The record in this case shows that the verdict was rendered on the 24th of September, 1912, and that the judgment was entered on the verdict in favor of the defendant for costs on the 30th day of September, 1912. It further shows that on September 25th, 1912, — the day following the trial of this case, — the Court took up the case of Oldfield v. Oldfield, and *Page 45 was occupied in the trial of that case until the morning of September 30th, 1912, and in the afternoon of that day the Court disposed of the case of State v. Warfield, and that being the last case for trial during the September Term, the Court discharged the jury from further attendance. Nearly a month later, the Court met and overruled a motion for a new trial, and nothing further appears to have been done during the September Term.

"No application was made to the Court for an order extending the time for the signing of bills of exception in this case, until the 30th day of November, 1912, when an order was passed extending the time until December 10th, 1912." The bills of exception in this case were signed on the 5th day of December, 1912, after the adjournment of the September Term.

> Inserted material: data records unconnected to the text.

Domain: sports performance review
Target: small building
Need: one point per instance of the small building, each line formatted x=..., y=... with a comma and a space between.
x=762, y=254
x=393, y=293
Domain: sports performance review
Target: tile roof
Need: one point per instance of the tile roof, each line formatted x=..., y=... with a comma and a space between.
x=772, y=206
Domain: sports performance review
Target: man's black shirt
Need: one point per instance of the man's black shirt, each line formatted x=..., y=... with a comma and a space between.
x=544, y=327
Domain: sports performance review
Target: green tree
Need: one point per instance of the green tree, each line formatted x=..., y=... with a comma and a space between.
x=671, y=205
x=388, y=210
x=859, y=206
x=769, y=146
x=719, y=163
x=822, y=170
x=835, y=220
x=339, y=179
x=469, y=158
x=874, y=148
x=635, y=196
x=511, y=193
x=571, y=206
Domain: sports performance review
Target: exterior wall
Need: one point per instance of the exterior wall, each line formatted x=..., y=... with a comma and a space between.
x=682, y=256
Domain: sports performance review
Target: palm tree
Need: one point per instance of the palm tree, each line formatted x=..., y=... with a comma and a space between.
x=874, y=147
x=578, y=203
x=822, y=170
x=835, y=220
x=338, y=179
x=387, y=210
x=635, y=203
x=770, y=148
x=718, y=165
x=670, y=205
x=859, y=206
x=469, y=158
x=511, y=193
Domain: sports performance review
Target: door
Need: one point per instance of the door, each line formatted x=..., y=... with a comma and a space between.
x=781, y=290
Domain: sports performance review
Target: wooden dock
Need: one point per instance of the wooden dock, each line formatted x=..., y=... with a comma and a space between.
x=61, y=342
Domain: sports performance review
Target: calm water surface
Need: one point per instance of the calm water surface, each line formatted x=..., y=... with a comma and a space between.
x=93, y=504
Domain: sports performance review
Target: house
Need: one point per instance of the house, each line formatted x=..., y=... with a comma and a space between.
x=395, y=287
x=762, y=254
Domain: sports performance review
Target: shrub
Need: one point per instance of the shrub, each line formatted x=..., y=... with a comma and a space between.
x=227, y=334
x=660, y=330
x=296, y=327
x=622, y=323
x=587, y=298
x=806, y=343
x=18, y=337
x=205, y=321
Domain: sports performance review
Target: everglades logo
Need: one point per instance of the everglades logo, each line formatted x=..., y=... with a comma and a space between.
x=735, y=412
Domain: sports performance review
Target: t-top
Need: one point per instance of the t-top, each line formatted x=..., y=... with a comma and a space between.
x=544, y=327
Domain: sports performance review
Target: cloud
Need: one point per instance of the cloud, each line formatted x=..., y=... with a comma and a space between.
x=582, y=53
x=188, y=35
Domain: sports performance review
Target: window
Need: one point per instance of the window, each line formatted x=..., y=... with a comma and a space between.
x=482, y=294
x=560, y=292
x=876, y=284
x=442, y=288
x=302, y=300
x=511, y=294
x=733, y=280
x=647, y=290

It is perfectly clear, upon the facts and under the authority of the two cases cited, that the bill of exceptions in this case was not signed "during the sittings" of the term at which the exceptions were taken. They were signed over the protest of the appellee. At the time the order extending the time was signed, the time for signing a valid bill of exceptions had passed. The Court then had no power under the rule to sign a bill of exceptions, and it could not re-invest itself with that power by the order of extension signed after the "sittings" of the September Term. Such a construction would nullify the rule. The extension of time for the preparation and signing of the exceptions, if desired, must be obtained during the sittings of the term. To hold otherwise would ignore the reasons which induced the passage of the rule. Where competent official stenographers are employed by the Courts, the reasons which led to the passage of such a rule as the one under consideration no longer exists, but where such a rule is in force this Court has no power to repeal or modify it.